Italian tailor Luca Rubinacci explaining the secrets of fashion and style
“Today people are too narrow minded, they don't have the personality, the bravery to mess with fashion”
Honk Kong daily South China Morning Post recently described him as a "tailor and professional dandy leading a colourful life", but the Italian artist Luca Rubinacci is much more than that. He belongs to the third generation of Rubinacci family, one of the bespoke tailoring company in both Italy and Europe.
When sharing with the Hong Kong daily his idea of fashion and style, Mr Rubinacci explained that he is not interested in fashion or design. His priority is beauty. Clothes are beautiful and well-made when they look good and when people can actually wear them, which means that the same cloth cannot fit everybody, and this is not just a problem of sizes. "People see things differently, but just because a pair of shoes are not for you, you cannot say 'I don't like them'. You can say it's not for me. Today people are too narrow minded, they don't have the personality, the bravery to mess with fashion. On the other side, you have guys wearing a red jacket and white trousers without knowing why they are wearing it, they just follow."
The Atelier Rubinacci was created in the early '30s by Gennaro Rubinacci. In Naples, he gained the name of arbiter elegantarum, and his boutique in the city centre, London House, was one of the favourite destination for artists such as Edoardo de Filippo and Vittorio de Sica, as well as for the whole Savoia family. By the end of the '30s, the Atelier Rubinacci gained lots of reputation in Europe as well as in the United States (New York) and Asia (Japan).

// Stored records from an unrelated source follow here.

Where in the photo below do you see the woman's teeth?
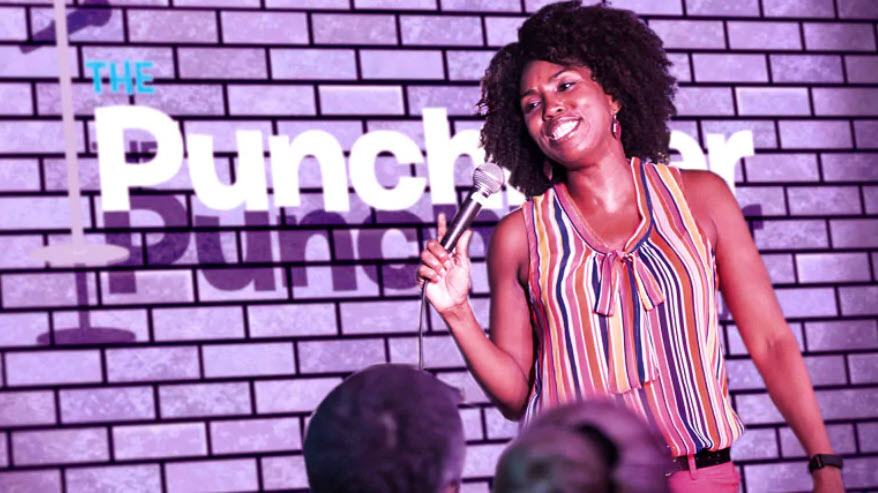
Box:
[552,120,579,140]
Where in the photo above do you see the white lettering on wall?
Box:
[95,106,754,212]
[95,106,183,211]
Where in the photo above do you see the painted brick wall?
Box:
[0,0,878,493]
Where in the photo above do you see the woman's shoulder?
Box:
[488,208,528,282]
[491,207,530,248]
[678,169,738,245]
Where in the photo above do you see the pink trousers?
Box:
[668,455,741,493]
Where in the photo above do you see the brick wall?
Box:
[0,0,878,493]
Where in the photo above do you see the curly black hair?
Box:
[478,1,676,197]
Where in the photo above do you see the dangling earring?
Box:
[543,159,552,181]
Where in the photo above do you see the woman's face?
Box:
[520,60,619,168]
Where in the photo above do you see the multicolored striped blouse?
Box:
[523,159,744,456]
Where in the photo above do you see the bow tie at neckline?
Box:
[594,248,665,317]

The Rubinacci style has been deeply influenced by the Napolitan style, which is described by Luca Rubinacci as "a lifestyle concept, a way of dressing simply. We dress with comfort in mind, we don't dress too baggy or too tight, we dress more comfortably than the British. My grandfather was the inventor of the Neapolitan way of cutting the suit, so suits without padding, without the canvas. We took the British style and took away the padding on the shoulders. It was the 1930s and guys wanted something to wear on holidays, with a more relaxed fit, and that's how the Neapolitan cut was created." Many people loved it and that's why it became so famous.